8x CD-ROM Drive Slower than a slug
Darwin’s theory tells us that CD-ROM drives have survived these past 10 years because each generation has been at least marginally faster than the last. Why then does Philips’ new PCA80SC 8x SCSI drive deliver performance reminiscent of primordial ooze?
The PCA80SC has all the trappings of a premium product: SCSI-2 interface, Win95 Plug-and-Play compatibility, and a sustained data-transfer rate of l,200K/sec. Philips targets the drive at professionals using large graphics files and MPEG-encoded video. But during our tests, conducted with Ziff-Davis’ WinBench 96 benchmarking software running on a generic 166MHz Pentium system with an Adaptec 2940 SCSI interface card, the drive exhibited performance way below par.

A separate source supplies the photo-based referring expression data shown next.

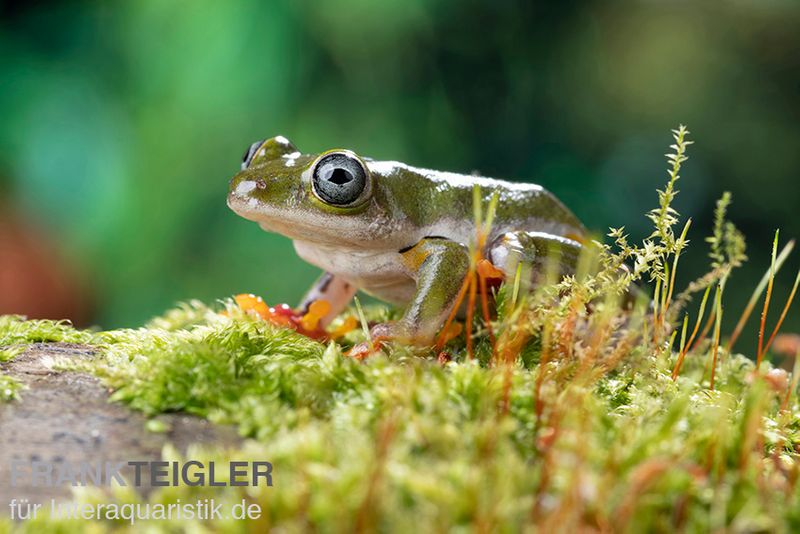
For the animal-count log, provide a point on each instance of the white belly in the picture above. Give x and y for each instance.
(380, 273)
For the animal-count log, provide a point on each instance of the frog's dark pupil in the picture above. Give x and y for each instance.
(340, 176)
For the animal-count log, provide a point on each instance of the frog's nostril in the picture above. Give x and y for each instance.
(250, 153)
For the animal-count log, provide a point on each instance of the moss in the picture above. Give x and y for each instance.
(9, 388)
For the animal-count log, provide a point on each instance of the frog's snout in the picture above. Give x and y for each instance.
(250, 153)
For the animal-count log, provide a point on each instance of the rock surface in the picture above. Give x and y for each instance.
(65, 417)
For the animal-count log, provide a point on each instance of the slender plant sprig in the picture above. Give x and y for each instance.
(767, 298)
(717, 330)
(686, 346)
(665, 217)
(783, 313)
(762, 284)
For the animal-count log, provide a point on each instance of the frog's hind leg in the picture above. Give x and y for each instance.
(538, 256)
(331, 288)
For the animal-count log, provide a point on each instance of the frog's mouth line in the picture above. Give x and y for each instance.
(294, 224)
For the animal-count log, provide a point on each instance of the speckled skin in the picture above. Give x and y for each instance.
(406, 240)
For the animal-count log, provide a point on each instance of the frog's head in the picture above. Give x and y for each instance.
(324, 198)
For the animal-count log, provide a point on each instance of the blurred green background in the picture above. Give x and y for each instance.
(123, 121)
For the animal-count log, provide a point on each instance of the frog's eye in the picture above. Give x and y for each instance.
(250, 153)
(339, 179)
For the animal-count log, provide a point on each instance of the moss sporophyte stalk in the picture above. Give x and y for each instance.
(586, 405)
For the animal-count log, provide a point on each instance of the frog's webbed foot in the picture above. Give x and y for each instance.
(333, 289)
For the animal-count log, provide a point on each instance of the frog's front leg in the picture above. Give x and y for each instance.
(333, 289)
(438, 266)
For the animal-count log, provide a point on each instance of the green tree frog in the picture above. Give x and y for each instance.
(397, 232)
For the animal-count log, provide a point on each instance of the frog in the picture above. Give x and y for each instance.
(400, 233)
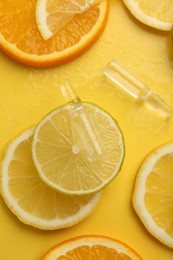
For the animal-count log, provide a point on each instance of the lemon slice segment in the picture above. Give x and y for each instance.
(153, 193)
(155, 13)
(53, 15)
(30, 199)
(60, 158)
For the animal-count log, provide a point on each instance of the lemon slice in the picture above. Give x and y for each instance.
(153, 193)
(60, 157)
(155, 13)
(92, 247)
(53, 15)
(30, 199)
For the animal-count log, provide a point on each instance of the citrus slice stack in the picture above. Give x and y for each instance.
(30, 199)
(52, 16)
(71, 172)
(20, 36)
(155, 13)
(92, 247)
(153, 193)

We were taken aback by the drive’s average access time of just 215ms and its average data-transfer rate of only 545K/sec. In recent tests, other 8x drives (see “8x Drive By” in boot 02) displayed average access times of 143ms and average data-transfer rates of 722K/sec. Philips claims the drive is optimized for reading very large files from CD-ROMs, so we opened a number of 15MB and larger images from a CD-ROM-based clip-art library using Hijaak Pro and recorded the time the drive needed to open each file. For the sake of comparison, we then reinstalled the TEAC 6x IDE/ATAPI drive previously installed in our 166 and opened the same files. Surprise! The TEAC 6x opened about half the files faster than the Philips 8x and was only marginally slower opening the other half.

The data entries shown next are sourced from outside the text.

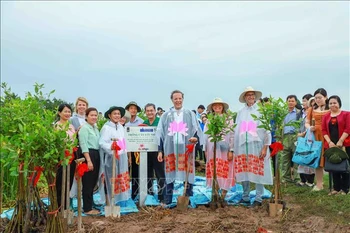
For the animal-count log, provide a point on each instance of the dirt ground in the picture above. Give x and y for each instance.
(203, 219)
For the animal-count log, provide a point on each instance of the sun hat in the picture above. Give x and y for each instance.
(217, 100)
(113, 108)
(127, 116)
(133, 103)
(258, 94)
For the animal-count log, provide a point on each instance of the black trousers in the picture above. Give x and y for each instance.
(341, 181)
(90, 179)
(135, 178)
(307, 178)
(59, 181)
(154, 166)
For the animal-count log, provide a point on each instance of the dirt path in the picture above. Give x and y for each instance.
(202, 219)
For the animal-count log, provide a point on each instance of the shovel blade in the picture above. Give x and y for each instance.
(112, 211)
(69, 215)
(182, 202)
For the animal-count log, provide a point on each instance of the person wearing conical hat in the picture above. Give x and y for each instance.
(178, 129)
(224, 153)
(112, 133)
(336, 133)
(134, 157)
(251, 155)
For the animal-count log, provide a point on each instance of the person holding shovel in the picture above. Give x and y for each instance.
(112, 143)
(134, 157)
(64, 112)
(252, 157)
(153, 165)
(89, 142)
(224, 153)
(177, 128)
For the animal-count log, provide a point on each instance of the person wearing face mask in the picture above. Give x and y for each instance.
(307, 174)
(224, 153)
(134, 157)
(251, 155)
(314, 123)
(64, 113)
(336, 131)
(153, 165)
(89, 143)
(172, 144)
(78, 118)
(125, 119)
(112, 133)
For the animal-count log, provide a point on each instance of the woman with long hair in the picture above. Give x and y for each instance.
(336, 131)
(224, 153)
(64, 112)
(89, 143)
(314, 123)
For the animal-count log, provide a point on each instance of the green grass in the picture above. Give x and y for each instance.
(334, 208)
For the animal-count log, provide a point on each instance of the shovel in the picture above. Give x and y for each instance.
(112, 210)
(68, 212)
(183, 201)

In terms of CPU utilization, the Philips monopolized only 30 percent of the CPU’s power, compared to 56 percent for the TEAC. This makes the Philips well suited for applications such as streaming video off disc. But even in this area, the drive didn’t perform as well as other 8x SCSI drives we’ve tested. (NEC’s MultiSpin 8Xi SCSI drive, for example, consumed just 24 percent of the CPU’s clock cycles during last month’s testing.)

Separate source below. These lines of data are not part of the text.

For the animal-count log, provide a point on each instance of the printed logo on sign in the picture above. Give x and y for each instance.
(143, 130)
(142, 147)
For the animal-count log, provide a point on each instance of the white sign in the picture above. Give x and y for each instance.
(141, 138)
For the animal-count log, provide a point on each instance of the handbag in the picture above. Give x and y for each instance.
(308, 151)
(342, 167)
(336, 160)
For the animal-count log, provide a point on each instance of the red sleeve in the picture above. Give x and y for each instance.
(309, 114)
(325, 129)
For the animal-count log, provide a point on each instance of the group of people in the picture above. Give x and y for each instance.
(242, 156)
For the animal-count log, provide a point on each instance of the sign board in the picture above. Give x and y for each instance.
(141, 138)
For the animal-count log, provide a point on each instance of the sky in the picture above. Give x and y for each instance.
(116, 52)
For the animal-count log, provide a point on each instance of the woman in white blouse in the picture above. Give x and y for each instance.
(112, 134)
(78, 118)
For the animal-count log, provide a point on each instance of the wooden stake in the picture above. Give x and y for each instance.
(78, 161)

And don’t be alarmed if stray dogs gather around your chair every time you fire up this drive; it emits an annoying high-pitch whine when spun up. Philips claims this is normal with drives accessing at fast speeds, but we’ve never noticed this phenomenon with other drives.
Considering Philips’ position as the co-inventor of the CD-ROM, you might expect its drives to be performance leaders. But we’d relegate the PCA80SC to the back of the class.